All Saints' Church, Elston is a Grade II* listed parish church in the Church of England in Elston, Nottinghamshire, England.

History
The church dates from the 13th century. It was restored in 1837. The chancel was restored and the vestry rebuilt in 1856.

Memorials
Memorials include:
Rev. John Darwin, 1805, by Wallis, Newark. North chancel 
Will Darwin, 1760. South chancel
George Chapell, 1766. South nave
George Lascelles, 1616, Tower arch
William Alvey Darwin, 1783 by Wallis, Newark. South aisle, west wall
Jane Darwin, 1835
Robert Darwin, 1754. North wall
Robert Waring Darwin, 1816, by Wallis, Newark.

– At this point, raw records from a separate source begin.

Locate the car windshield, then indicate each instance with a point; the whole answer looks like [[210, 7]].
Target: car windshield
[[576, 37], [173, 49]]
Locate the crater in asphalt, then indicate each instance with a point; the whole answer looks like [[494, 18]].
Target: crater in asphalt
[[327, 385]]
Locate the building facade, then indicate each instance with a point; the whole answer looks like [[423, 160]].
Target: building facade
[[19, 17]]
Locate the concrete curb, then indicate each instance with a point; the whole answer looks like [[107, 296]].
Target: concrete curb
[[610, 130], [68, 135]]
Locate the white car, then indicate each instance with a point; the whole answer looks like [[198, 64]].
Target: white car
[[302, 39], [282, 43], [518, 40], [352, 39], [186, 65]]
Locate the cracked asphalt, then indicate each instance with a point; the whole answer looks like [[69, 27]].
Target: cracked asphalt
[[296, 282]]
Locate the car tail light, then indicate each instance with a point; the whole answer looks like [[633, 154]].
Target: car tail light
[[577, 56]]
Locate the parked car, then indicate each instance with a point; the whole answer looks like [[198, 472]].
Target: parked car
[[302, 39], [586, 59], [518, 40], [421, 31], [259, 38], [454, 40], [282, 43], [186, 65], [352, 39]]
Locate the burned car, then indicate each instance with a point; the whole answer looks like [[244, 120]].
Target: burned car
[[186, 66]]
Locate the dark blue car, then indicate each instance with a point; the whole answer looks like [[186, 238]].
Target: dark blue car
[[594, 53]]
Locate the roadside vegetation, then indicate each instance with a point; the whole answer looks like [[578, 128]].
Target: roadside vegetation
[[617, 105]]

North aisle wall
Elizabeth Hill Darwin, 1804, by Taylor of York
William Waring, 1835. West wall
Elizabeth Darwin, 1835, by Tyley, Bristol
Jane Eleanor Darwin, 1838. South wall
Ann Darwin, 1813, by Wallis of Newark.  Tower, south wall
Susanna Darwin, 1789 by Wallis of Newark. West wall
William Darwin 1682 
Rev. John Darwin, 1818, by Wallis and Marshall. North wall
Bust of Erasmus Darwin on marble support, left of altar.

Organ
The organ is by Bishop and Starr dating from 1872. A specification of the organ can be found on the National Pipe Organ Register.